Investments coming into India via Mauritius will now face closer scrutiny as the Indian government and the Mauritian government have inked a pact to amend the double taxation avoidance agreement between the two nations.
As per the amending protocol, benefits of the India-Mauritius tax treaty will not be available to a taxpayer routing investments through Mauritius if it can be reasonably concluded that availing of these benefits is one of the principal purposes of the party seeking to rely on the tax treaty.
This is known as the 'principal purpose test'.
The intention is to avoid creating opportunities for non-taxation or reduced taxation, particularly through treaty shopping arrangements aimed at obtaining treaty benefits for residents of third jurisdictions.
The introduction of the principal purpose test brings the Mauritius-India tax treaty in line with the BEPS minimum standard. The test is designed to deny treaty benefits in cases of aggressive tax planning arrangements, which are against the object and purpose of a given tax treaty provision, said Dhruv Janssen-Sanghavi, leader at Nishith Desai Associates.
The difficulty with this provision is that it imposes a low burden of proof on the tax authorities before they can deny treaty benefits, but puts a very high burden on the taxpayers to prove that their arrangement is kosher, he said.

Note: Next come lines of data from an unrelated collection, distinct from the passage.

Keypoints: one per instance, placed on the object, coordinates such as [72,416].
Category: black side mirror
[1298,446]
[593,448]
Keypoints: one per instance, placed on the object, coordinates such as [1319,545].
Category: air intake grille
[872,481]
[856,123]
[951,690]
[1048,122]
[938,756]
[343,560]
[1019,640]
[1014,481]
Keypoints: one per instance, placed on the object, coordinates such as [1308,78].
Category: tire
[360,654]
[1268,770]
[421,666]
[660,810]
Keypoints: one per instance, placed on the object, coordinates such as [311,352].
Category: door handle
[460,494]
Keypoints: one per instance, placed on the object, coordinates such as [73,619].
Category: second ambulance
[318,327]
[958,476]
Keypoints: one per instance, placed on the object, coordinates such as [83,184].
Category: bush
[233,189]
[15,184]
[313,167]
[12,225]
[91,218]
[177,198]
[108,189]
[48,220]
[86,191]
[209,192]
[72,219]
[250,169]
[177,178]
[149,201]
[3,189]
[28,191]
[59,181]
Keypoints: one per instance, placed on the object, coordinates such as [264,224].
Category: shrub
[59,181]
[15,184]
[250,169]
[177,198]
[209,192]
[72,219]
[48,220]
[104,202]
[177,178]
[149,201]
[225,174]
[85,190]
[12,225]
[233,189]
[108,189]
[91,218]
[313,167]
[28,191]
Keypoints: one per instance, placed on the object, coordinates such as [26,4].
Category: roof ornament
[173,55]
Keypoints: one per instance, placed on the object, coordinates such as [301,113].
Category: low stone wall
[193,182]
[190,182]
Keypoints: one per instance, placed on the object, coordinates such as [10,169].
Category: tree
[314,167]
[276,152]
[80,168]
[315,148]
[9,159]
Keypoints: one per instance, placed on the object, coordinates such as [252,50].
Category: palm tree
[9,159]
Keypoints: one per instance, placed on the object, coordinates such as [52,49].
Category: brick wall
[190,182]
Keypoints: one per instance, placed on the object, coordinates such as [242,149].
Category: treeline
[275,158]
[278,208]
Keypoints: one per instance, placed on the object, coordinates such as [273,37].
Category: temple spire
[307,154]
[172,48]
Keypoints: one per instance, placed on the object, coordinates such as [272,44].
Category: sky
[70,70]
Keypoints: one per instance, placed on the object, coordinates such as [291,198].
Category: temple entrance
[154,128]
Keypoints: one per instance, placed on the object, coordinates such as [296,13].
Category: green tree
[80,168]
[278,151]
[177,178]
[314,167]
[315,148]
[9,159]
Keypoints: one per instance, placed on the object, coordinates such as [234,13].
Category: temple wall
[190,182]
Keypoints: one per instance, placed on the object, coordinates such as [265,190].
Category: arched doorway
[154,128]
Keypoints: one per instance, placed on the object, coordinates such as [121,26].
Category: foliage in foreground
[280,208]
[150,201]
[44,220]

The settled position that seems to have emerged over the years in the context of the India-Mauritius tax treaty is that the existence of a valid tax residency certificate, or TRC, is substantive to availing of treaty benefits, said Rahul Charkha, partner at Economic Laws Practice.
However, with the introduction of this new provision, global investors and funds will have to be vigilant, scrutinizing the substance and business rationales behind multi-tier structures and cross-border transactions, he said.
The amendment does not clarify whether or not past investments will receive grandfathering.
It appears that the grandfathering benefit may not be available since the principal purpose test provision has been introduced as a non-obstante clause of the treaty, and therefore, it shall prevail over other provisions of the treaty, including the grandfathering provision, SR Patnaik, partner at Cyril Amarchand Mangaldas, told NDTV Profit.
In addition, the date of applicability of this provision has been ambiguously worded in the protocol.
On the one hand, the protocol stipulates that the provision will take effect as soon as both countries ratify it under their respective laws.
However, it also specifies that it will take effect regardless of the date of the taxes' levies or the taxable years to which they apply.
If this provision is said to have retrospective effect, it may significantly impact a number of cases that are pending at various levels, ranging from assessment levels to the apex court, wherein the tax department denied the tax treaty benefits to the Mauritius-based investors, Patnaik said.
Patnaik said that the CBDT should put out an official clarification with regard to its applicability.
It is pertinent to note that the 1982-signed India-Mauritius tax treaty underwent an amendment in 2016.
The 2016 amendment was brought in because Mauritius did not levy a capital gains tax on the sale of shares in an Indian company, which made it a favourable destination for treaty shopping. After the amendment came into force, capital gains arising out of the sale of shares were made taxable in India.
Since 2016, FDI inflows from Mauritius have dropped from USD 15.72 bn in FY17 to USD 6.13 bn in FY23.